Metadata-Version: 2.4
Name: beadloom
Version: 0.5.0
Summary: Context Oracle + Doc Sync Engine for AI-assisted development
Author: Beadloom Contributors
License-Expression: MIT
License-File: LICENSE
Keywords: ai,context,documentation,knowledge-graph,mcp
Classifier: Development Status :: 3 - Alpha
Classifier: Environment :: Console
Classifier: Intended Audience :: Developers
Classifier: License :: OSI Approved :: MIT License
Classifier: Programming Language :: Python :: 3
Classifier: Programming Language :: Python :: 3.10
Classifier: Programming Language :: Python :: 3.11
Classifier: Programming Language :: Python :: 3.12
Classifier: Programming Language :: Python :: 3.13
Classifier: Topic :: Software Development :: Documentation
Classifier: Typing :: Typed
Requires-Python: >=3.10
Requires-Dist: click>=8.1
Requires-Dist: mcp>=1.0
Requires-Dist: pyyaml>=6.0
Requires-Dist: rich>=13.0
Requires-Dist: tree-sitter-python>=0.23
Requires-Dist: tree-sitter>=0.23
Provides-Extra: all
Requires-Dist: mypy>=1.13; extra == 'all'
Requires-Dist: pytest-cov>=5.0; extra == 'all'
Requires-Dist: pytest>=8.0; extra == 'all'
Requires-Dist: ruff>=0.8; extra == 'all'
Requires-Dist: tree-sitter-go>=0.23; extra == 'all'
Requires-Dist: tree-sitter-rust>=0.23; extra == 'all'
Requires-Dist: tree-sitter-typescript>=0.23; extra == 'all'
Requires-Dist: types-pyyaml>=6.0; extra == 'all'
Provides-Extra: dev
Requires-Dist: mypy>=1.13; extra == 'dev'
Requires-Dist: pytest-cov>=5.0; extra == 'dev'
Requires-Dist: pytest>=8.0; extra == 'dev'
Requires-Dist: ruff>=0.8; extra == 'dev'
Requires-Dist: types-pyyaml>=6.0; extra == 'dev'
Provides-Extra: languages
Requires-Dist: tree-sitter-go>=0.23; extra == 'languages'
Requires-Dist: tree-sitter-rust>=0.23; extra == 'languages'
Requires-Dist: tree-sitter-typescript>=0.23; extra == 'languages'
Description-Content-Type: text/markdown

# Beadloom

> Read this in other languages: [Русский](README.ru.md)
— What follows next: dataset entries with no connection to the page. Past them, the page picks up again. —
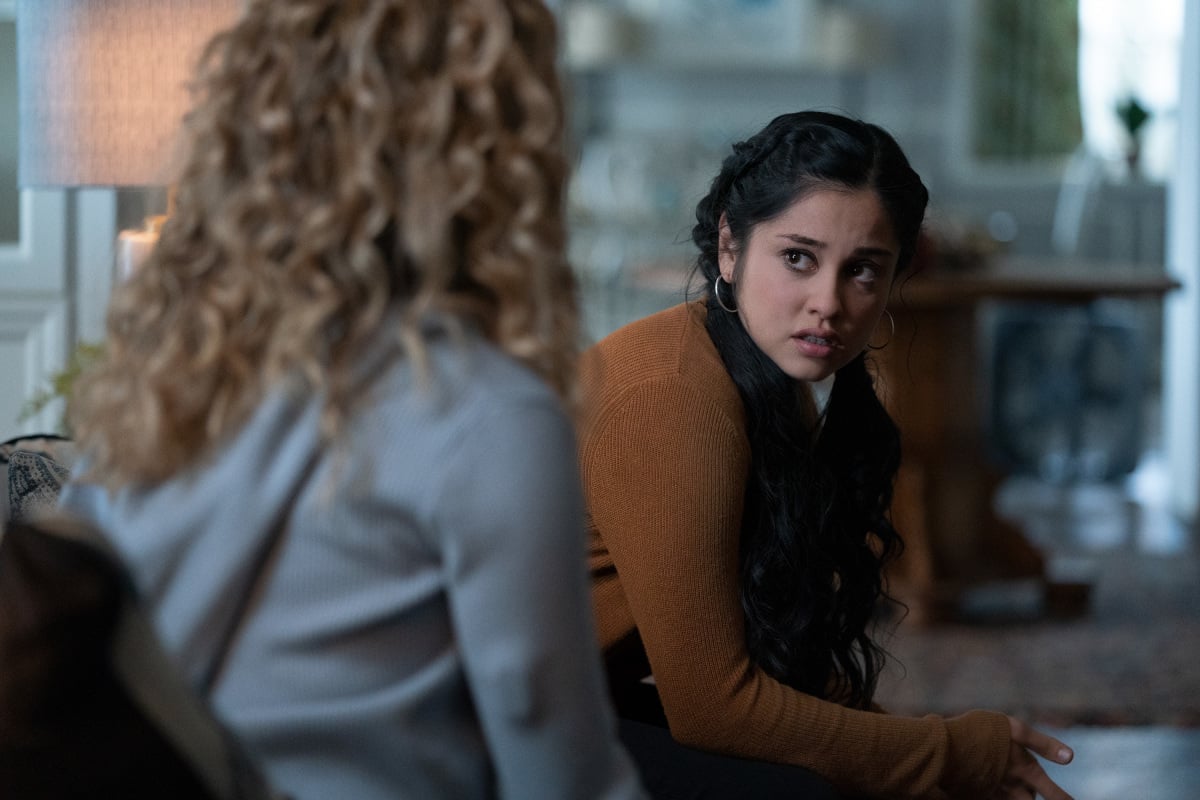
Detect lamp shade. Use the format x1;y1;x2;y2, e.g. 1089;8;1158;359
17;0;241;186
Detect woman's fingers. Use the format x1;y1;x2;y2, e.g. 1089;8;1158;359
1008;717;1075;764
1004;717;1075;800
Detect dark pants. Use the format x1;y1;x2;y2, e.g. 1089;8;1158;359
619;718;839;800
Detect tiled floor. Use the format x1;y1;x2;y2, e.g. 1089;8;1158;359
1000;458;1200;800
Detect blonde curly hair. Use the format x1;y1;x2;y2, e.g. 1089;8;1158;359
70;0;578;486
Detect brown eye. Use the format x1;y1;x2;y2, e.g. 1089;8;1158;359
782;248;812;270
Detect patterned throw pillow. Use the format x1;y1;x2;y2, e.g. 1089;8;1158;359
0;437;76;523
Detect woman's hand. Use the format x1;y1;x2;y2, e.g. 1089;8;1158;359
991;717;1075;800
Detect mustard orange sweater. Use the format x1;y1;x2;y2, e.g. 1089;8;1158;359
580;302;1009;799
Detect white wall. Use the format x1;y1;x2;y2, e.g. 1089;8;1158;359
1163;0;1200;519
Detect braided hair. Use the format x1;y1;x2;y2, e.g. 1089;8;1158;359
692;112;929;708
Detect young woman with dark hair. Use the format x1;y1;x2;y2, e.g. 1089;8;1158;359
580;112;1070;800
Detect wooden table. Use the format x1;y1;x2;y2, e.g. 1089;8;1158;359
874;259;1178;622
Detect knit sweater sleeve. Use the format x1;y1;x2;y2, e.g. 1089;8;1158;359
581;328;1009;798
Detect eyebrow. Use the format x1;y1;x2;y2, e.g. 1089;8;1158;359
778;234;895;258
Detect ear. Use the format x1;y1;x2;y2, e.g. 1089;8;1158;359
716;211;738;285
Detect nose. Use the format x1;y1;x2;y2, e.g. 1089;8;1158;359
805;270;841;320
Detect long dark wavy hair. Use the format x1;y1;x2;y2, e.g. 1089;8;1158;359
692;112;929;708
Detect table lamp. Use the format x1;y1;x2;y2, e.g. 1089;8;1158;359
17;0;241;278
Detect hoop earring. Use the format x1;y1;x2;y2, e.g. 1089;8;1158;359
713;273;738;314
866;308;896;350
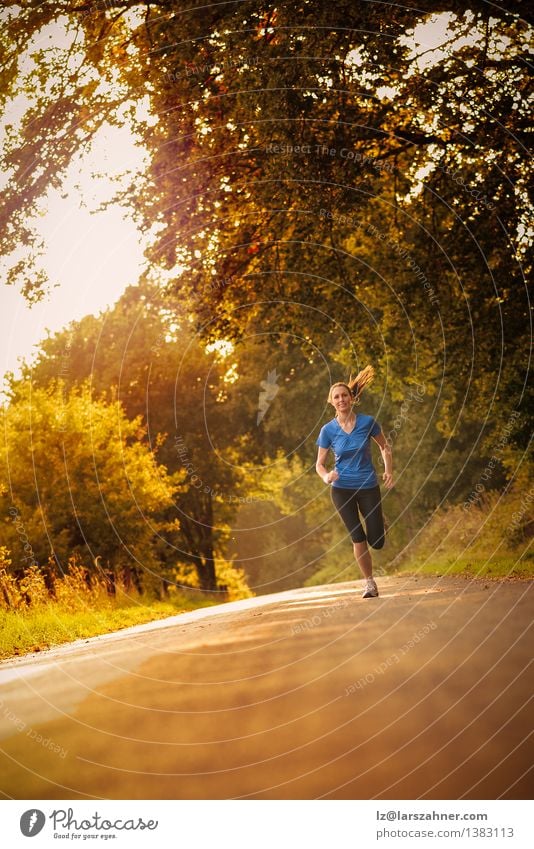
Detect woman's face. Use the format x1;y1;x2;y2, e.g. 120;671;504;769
331;386;353;413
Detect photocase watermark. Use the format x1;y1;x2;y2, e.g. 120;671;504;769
256;369;280;426
291;599;348;634
319;209;439;304
462;410;521;510
49;808;159;839
386;383;426;448
8;504;39;567
0;699;68;759
345;621;438;696
265;142;394;174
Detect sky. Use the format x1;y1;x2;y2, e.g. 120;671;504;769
0;118;148;388
0;15;478;390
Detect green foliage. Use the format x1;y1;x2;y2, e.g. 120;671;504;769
0;381;175;588
395;467;534;577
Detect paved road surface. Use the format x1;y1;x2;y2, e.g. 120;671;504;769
0;577;533;799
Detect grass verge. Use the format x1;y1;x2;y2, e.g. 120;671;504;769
0;592;217;660
394;555;534;580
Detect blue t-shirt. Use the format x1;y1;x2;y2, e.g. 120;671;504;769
316;413;380;489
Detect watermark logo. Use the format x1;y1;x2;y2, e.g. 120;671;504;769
20;808;46;837
256;369;280;425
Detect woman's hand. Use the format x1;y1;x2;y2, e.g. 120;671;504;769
382;472;393;489
323;469;339;483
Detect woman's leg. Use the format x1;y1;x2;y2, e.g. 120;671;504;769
353;540;373;578
331;486;378;598
358;486;386;548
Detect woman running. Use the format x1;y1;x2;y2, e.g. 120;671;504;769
315;366;393;598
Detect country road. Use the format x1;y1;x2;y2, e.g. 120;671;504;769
0;576;534;800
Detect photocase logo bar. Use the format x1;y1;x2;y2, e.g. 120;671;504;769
20;808;46;837
256;369;280;425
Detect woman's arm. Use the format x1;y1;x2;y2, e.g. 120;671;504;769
315;448;339;483
373;431;393;489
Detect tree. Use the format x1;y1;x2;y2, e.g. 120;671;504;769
0;380;177;589
0;0;532;564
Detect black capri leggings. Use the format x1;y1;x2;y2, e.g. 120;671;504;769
331;486;385;548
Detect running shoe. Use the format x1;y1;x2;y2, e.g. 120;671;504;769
362;578;378;598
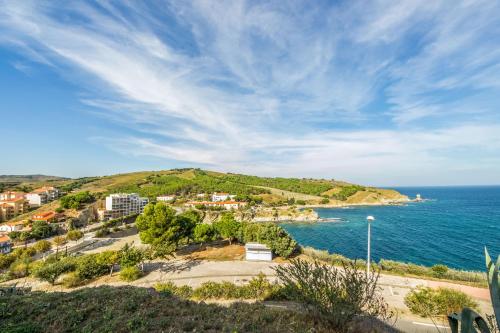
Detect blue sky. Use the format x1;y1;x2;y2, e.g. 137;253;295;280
0;0;500;186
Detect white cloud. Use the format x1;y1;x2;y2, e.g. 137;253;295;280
0;0;500;184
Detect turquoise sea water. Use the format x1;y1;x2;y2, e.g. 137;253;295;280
282;186;500;270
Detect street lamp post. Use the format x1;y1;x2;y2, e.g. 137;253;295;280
366;215;375;276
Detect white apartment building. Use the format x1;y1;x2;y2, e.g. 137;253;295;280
25;186;59;207
26;192;49;207
212;192;236;201
100;193;149;219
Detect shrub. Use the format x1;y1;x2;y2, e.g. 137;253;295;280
405;287;478;317
76;254;109;280
66;230;83;241
95;228;110;238
0;254;16;269
213;213;241;244
120;266;142;282
431;265;448;278
275;259;390;330
193;223;218;244
61;191;95;209
9;258;31;278
238;223;297;258
62;272;83;288
33;259;75;285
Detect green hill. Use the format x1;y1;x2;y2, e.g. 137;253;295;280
71;169;407;204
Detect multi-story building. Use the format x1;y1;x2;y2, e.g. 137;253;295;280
212;192;236;201
186;201;247;210
26;186;59;207
0;191;24;201
98;193;149;220
31;212;57;223
26;192;49;207
156;194;175;202
0;197;29;221
0;221;26;234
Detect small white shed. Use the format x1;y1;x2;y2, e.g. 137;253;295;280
245;243;273;261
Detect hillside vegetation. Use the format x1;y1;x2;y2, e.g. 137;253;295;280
73;169;403;204
4;169;406;205
0;287;332;333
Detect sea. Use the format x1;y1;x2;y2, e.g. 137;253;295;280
282;186;500;271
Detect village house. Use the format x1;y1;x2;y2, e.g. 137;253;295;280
212;192;236;201
26;186;59;207
0;221;26;234
0;235;12;254
0;191;24;201
0;197;29;222
31;212;57;223
186;201;246;210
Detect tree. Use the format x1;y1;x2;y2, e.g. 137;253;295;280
214;213;241;244
66;230;83;241
136;202;199;251
53;236;68;252
193;223;217;246
33;239;52;253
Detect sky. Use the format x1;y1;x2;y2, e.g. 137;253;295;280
0;0;500;186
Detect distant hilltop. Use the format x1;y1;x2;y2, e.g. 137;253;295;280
0;175;69;183
0;168;408;206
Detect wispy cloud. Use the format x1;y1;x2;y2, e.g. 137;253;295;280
0;0;500;183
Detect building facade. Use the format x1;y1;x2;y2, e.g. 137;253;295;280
26;186;59;207
212;192;236;201
0;198;29;222
99;193;149;220
0;236;12;254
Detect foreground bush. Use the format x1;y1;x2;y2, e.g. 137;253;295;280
120;266;142;282
302;247;487;286
405;287;478;318
154;273;281;300
0;286;332;333
275;259;391;330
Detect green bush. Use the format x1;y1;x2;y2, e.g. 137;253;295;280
9;258;31;278
76;254;109;280
61;191;95;209
193;223;219;244
332;185;365;201
95;228;110;238
33;259;75;285
154;281;193;299
274;259;391;330
154;273;280;300
405;287;478;318
238;222;297;258
66;230;83;241
33;239;52;253
302;247;487;286
120;266;142;282
431;265;448;278
62;272;84;288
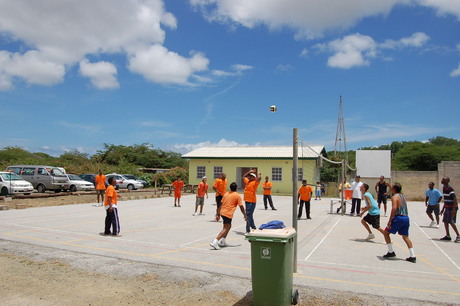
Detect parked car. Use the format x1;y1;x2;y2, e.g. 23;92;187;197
67;174;94;192
0;171;34;196
122;174;149;188
105;173;144;190
6;165;69;193
79;174;96;186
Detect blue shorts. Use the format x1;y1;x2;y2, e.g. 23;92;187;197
385;216;409;236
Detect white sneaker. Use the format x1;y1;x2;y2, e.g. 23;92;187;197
209;241;220;250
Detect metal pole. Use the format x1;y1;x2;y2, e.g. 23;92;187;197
292;128;299;273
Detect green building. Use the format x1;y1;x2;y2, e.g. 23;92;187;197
182;146;325;194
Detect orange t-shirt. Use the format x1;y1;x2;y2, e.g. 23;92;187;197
94;174;105;190
196;182;208;198
220;191;243;219
104;185;118;209
212;178;227;197
298;185;313;201
244;177;260;203
172;180;184;198
262;182;272;195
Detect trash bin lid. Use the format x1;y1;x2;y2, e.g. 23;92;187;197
246;227;296;242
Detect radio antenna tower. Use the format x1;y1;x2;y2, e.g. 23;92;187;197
334;96;348;165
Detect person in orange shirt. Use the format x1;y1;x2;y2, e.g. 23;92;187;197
94;169;106;206
262;176;276;210
297;180;313;220
212;173;227;218
243;169;262;233
172;175;184;207
210;182;247;250
104;176;121;237
193;176;208;216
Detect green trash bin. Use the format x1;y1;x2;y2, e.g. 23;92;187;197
246;227;298;306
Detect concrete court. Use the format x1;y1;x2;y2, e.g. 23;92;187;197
0;194;460;304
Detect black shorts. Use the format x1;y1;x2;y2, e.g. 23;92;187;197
221;216;232;224
426;204;439;216
363;214;380;228
216;196;223;207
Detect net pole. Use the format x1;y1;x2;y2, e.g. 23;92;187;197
292;128;299;273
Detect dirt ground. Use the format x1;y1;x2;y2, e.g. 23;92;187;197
0;191;446;305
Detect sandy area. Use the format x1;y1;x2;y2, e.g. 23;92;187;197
0;191;446;305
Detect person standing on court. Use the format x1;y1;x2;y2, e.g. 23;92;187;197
172;175;184;207
383;183;417;263
262;176;276;210
441;177;460;242
359;184;385;240
350;175;363;216
243;169;262;233
297;180;313;220
104;176;121;237
375;175;391;217
337;177;351;213
425;182;442;228
210;182;247;250
212;173;227;218
94;169;106;206
193;176;208;216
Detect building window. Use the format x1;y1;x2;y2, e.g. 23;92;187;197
272;167;283;182
297;168;303;182
196;166;206;179
214;167;224;179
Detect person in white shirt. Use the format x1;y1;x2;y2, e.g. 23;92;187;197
350;175;363;216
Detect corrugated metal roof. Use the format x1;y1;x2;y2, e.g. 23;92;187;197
182;146;324;158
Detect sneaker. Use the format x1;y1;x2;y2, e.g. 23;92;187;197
209;241;220;250
383;252;396;258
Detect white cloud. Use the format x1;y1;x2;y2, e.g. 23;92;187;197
327;33;377;69
380;32;430;49
450;63;460;78
417;0;460;21
128;44;209;85
313;32;430;69
80;60;120;89
0;0;209;90
190;0;412;39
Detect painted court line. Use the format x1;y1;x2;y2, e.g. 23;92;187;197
414;222;460;270
304;218;342;261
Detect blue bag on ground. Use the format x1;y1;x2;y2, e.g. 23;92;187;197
259;220;286;230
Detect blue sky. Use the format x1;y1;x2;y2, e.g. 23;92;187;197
0;0;460;155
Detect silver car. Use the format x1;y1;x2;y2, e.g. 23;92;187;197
0;171;34;196
67;174;94;192
105;173;144;190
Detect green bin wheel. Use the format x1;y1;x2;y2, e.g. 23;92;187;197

**Your architecture shouldn't live in one person's head.**

[![License: MIT](https://img.shields.io/github/license/zoologov/beadloom)](LICENSE)
[![GitHub release](https://img.shields.io/github/v/release/zoologov/beadloom)](https://github.com/zoologov/beadloom/releases)
[![PyPI](https://img.shields.io/pypi/v/beadloom)](https://pypi.org/project/beadloom/)
[![Python](https://img.shields.io/pypi/pyversions/beadloom)](https://pypi.org/project/beadloom/)
[![CI](https://img.shields.io/github/actions/workflow/status/zoologov/beadloom/ci.yml?label=CI)](https://github.com/zoologov/beadloom/actions)
[![mypy: strict](https://img.shields.io/badge/mypy-strict-blue)](https://mypy-lang.org/)
[![code style: ruff](https://img.shields.io/endpoint?url=https://raw.githubusercontent.com/astral-sh/ruff/main/assets/badge/v2.json)](https://github.com/astral-sh/ruff)
[![coverage: 80%+](https://img.shields.io/badge/coverage-80%25%2B-green)](pyproject.toml)

---

Beadloom is a knowledge management tool for codebases. It turns scattered architecture knowledge into an explicit, queryable graph that lives in your Git repository — accessible to both humans and AI agents.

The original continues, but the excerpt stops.